Ja, gut. Das ist eine wichtige Frage. Und ein Evergreen. Fragen Sie zehn Menschen, und Sie bekommen 15 Antworten. Hier dann die sechszehnte, also MEINE Antwort:
Agiles Arbeiten bedeutet
sich als Team, Abteilung, Bereich und Unternehmen in relativ kurzen regelmäßigen und gleichbleibenden (!) Abständen zusammenzufinden (Takt: 1 bis 4 Wochen), um immer wieder zu überprüfen, ob man noch auf dem richtigen Weg ist oder irgendetwas angepasst werden sollte.
Wir machen das also GEMEINSAM und selbstorganisiert, also nicht irgendwie angeleitet durch irgendeine Art Management. Wir agieren dabei auf ECHTER Augenhöhe, allerdings NICHT hierarchiefrei, sondern unserer jeweiligen Verantworungen, Job und Rolle entsprechend.
Wir reden uns also nicht gegenseitig rein. Sondern jeder erledigt seinen resp. ihren Job. Und wir lassen auch die jeweilig anderen ihren Job machen.
Heißt umgekehrt auch:
In anderen Worten: Wir denken, sprechen und tun – wir ARBEITEN – also in FUNKTIONALEN Strukturen und eben nicht (mehr) in DYSFUNKTIONALEN. (Wir erkennen also radikal an, dass wir alle in einem Boot sitzen, wo jeder SEINEN Job zu erledingen hat. Kein gegenseitiges Abschieben von Verantwortung mehr!)
Wir sorgen also dafür, dass wir ECHTE Probleme lösen und das auch tun können.
Und zwar vornehmlich die DES KUNDEN. Und nicht etwa hauptsächlich unsere eigenen Probleme oder jene, die wir für relevant halten. (Um der großen Gefahr zu begegnen, am Kunden/Markt vorbei zu arbeiten.)
Um das tun zu können, achten wir darauf, ECHTE Arbeit tun, also überwiegend an Kundenprojekten zu arbeiten.
Und wir tun alles dafür, dass wir das auch tun KÖNNEN. Indem wir z.B. so wenig Zeit und Energie wie möglich in sinnlosen und auch sinnlos langen Besprechungen verplempern, die ja doch oft nur Statusgedöns sind (erkennbar z.B. daran, dass Menschen nicht pünktlich erscheinen und so zeigen, dass „man“ es sich leisten kann, andere warten zu lassen und somit das Geld mit vollen Händen zum Fenster rauschmeißen zu können.)

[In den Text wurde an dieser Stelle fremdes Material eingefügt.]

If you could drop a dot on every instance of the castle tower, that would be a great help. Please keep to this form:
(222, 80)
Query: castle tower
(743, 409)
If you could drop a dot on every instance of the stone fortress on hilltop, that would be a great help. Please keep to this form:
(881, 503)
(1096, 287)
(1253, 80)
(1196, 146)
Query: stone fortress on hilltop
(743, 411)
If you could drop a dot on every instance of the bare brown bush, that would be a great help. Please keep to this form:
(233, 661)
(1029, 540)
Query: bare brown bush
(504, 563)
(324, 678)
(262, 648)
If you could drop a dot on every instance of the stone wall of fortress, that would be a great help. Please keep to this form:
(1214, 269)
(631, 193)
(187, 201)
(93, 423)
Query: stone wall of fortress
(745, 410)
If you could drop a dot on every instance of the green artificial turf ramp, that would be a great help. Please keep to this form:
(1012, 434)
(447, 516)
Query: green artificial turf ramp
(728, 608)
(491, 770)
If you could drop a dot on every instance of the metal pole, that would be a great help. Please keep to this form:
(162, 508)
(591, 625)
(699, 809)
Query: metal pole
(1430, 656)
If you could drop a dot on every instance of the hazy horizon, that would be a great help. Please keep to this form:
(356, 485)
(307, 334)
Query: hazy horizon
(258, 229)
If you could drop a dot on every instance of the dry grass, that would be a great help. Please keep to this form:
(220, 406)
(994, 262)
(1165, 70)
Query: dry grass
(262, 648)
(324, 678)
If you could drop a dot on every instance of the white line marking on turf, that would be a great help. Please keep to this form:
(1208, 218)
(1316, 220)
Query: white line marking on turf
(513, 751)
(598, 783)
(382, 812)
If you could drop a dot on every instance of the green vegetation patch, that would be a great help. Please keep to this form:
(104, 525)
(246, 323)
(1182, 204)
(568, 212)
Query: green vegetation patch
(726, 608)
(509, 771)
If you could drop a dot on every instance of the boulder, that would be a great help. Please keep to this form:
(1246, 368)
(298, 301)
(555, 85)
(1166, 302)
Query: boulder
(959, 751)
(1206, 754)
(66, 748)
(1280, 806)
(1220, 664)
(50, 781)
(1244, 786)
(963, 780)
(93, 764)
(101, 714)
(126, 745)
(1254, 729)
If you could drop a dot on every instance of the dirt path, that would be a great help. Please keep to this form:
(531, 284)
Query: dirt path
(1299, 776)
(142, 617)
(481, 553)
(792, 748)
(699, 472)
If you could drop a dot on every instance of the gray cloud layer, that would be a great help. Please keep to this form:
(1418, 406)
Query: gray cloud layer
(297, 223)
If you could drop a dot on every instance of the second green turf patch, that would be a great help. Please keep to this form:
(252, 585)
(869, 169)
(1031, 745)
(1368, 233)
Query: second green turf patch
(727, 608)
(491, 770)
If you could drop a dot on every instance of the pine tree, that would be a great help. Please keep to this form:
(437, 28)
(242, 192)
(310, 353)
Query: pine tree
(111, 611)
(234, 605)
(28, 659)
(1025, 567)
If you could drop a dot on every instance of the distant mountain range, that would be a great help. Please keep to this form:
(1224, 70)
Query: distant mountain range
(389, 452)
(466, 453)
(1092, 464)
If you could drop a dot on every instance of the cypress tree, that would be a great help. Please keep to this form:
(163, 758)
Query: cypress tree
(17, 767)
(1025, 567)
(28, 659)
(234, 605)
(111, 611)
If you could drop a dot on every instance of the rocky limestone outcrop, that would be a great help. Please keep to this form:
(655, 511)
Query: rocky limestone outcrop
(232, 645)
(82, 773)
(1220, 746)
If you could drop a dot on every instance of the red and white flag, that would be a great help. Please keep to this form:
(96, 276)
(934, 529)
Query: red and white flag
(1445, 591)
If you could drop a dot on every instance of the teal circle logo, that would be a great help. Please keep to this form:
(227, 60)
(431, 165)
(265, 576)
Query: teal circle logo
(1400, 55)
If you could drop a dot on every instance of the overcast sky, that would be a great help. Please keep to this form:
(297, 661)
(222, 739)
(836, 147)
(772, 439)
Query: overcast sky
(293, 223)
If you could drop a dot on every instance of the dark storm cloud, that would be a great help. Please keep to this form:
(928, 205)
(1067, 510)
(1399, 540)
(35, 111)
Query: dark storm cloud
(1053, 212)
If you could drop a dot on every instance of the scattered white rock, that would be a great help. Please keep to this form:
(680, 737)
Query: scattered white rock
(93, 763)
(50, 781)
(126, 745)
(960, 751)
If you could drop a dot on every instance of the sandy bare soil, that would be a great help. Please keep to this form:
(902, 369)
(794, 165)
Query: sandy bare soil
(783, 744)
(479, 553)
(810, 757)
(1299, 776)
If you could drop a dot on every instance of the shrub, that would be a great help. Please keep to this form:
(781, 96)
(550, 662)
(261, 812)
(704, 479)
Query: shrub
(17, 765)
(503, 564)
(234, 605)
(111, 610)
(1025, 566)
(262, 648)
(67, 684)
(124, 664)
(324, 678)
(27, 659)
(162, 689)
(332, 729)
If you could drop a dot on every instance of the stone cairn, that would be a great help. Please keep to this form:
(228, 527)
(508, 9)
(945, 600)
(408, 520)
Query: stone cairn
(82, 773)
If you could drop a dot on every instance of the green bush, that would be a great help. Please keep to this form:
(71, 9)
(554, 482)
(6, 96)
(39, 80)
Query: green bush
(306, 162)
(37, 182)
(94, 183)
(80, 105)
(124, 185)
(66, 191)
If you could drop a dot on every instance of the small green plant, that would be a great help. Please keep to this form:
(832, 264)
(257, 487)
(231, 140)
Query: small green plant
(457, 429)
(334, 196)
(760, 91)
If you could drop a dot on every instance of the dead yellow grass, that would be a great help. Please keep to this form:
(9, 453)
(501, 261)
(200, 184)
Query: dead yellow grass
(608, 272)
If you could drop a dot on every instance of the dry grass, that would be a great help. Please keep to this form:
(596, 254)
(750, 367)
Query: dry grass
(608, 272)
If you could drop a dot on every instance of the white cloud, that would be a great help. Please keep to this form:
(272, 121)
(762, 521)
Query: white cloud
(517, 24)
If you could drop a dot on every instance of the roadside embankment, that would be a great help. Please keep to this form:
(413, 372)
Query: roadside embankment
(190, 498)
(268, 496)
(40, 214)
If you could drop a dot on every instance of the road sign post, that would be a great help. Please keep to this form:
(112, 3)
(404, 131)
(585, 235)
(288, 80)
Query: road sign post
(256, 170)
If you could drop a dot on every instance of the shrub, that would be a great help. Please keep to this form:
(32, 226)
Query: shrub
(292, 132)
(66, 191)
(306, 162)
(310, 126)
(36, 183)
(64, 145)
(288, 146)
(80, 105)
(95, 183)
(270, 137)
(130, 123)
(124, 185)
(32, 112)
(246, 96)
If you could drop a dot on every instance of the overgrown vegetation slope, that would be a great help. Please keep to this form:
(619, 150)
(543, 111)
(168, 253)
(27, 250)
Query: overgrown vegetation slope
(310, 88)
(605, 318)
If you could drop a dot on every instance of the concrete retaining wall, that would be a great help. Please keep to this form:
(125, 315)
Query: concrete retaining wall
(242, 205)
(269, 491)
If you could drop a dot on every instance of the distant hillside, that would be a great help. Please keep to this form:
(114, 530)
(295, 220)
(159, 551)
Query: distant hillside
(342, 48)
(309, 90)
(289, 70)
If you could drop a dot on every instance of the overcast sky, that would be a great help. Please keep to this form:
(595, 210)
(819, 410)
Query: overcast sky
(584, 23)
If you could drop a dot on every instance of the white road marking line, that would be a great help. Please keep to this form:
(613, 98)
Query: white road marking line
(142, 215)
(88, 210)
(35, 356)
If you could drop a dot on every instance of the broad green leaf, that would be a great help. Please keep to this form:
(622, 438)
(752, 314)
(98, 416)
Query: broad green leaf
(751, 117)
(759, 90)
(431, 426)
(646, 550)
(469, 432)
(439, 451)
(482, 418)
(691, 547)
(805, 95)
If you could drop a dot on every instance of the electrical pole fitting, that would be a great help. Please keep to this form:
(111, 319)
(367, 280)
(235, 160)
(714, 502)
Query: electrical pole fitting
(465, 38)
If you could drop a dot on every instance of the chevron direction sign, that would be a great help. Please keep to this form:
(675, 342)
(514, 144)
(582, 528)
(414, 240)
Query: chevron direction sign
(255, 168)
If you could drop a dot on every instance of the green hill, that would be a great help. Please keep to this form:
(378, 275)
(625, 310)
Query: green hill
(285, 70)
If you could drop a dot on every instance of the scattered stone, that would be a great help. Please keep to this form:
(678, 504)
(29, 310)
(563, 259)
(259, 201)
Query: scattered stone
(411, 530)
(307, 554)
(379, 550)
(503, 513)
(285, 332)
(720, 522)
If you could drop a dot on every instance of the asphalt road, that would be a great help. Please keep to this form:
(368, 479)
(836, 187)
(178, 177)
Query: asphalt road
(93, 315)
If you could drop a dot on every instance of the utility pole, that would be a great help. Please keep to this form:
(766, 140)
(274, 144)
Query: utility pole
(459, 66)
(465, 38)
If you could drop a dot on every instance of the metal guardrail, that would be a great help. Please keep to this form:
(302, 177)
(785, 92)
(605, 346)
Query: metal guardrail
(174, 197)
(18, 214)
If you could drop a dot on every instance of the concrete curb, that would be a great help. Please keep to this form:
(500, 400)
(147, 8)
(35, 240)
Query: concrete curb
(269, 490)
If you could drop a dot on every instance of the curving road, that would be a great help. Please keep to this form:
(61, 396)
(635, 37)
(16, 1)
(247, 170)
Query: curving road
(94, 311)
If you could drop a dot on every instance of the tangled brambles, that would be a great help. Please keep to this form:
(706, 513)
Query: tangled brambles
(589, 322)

Außerdem fragen wir uns regelmäßig GEMEINSAM wo wir auf dem Weg zum Ziel stehen. Das machen wir, indem wir uns die folgenden zwei Fragen stellen – und übrigens auch beantworten (!):
- Wie zufrieden ist der Kunde bzw. der Markt mit unserer Arbeit?
- Was können wir tun, um uns für die nächste Zeit besser zu organisieren und zusammenzuarbeiten?
Zur ersten Frage nach der Qualität der Arbeit: Wie können wir unser Produkt, unseren Service, unsere Arbeit verbessern?
Indem wir uns regelmäßig und gemeinsam diese Fragen stellen – am besten mit dem Kunden, mit Vertretern der Kundenseite oder zumindest, indem wir diese Perspektive selbst stark einnehmen, verbessern wir uns regelmäßig in diesen drei ernorm wichtigen Feldern:
- Was wir an der Qualität unserer Produkte und Services verbessern und also einplanen sollten.
- Was dem Kunden bzw. dem Markt generell wichtig ist.
- Wie wir unsere Planung und unsere Arbeitsqualität verbessern können.
Zur zweiten Frage nach der Qualität unserer Zusammenarbeit bzw. Organisation:
Also: Was ist in der letzten Zeit gut gelaufen, was weniger?
Was davon ist besonders wichtig? Was ist die WIRKLICHE Ursache? Welche effektive, machbare Maßnahme hilft uns, besser zu werden? Und das, ohne das ganz große Wir-machen-jetzt-ALLES-anders-und-diesmal-aber-richtig-Change-Rad zu drehen?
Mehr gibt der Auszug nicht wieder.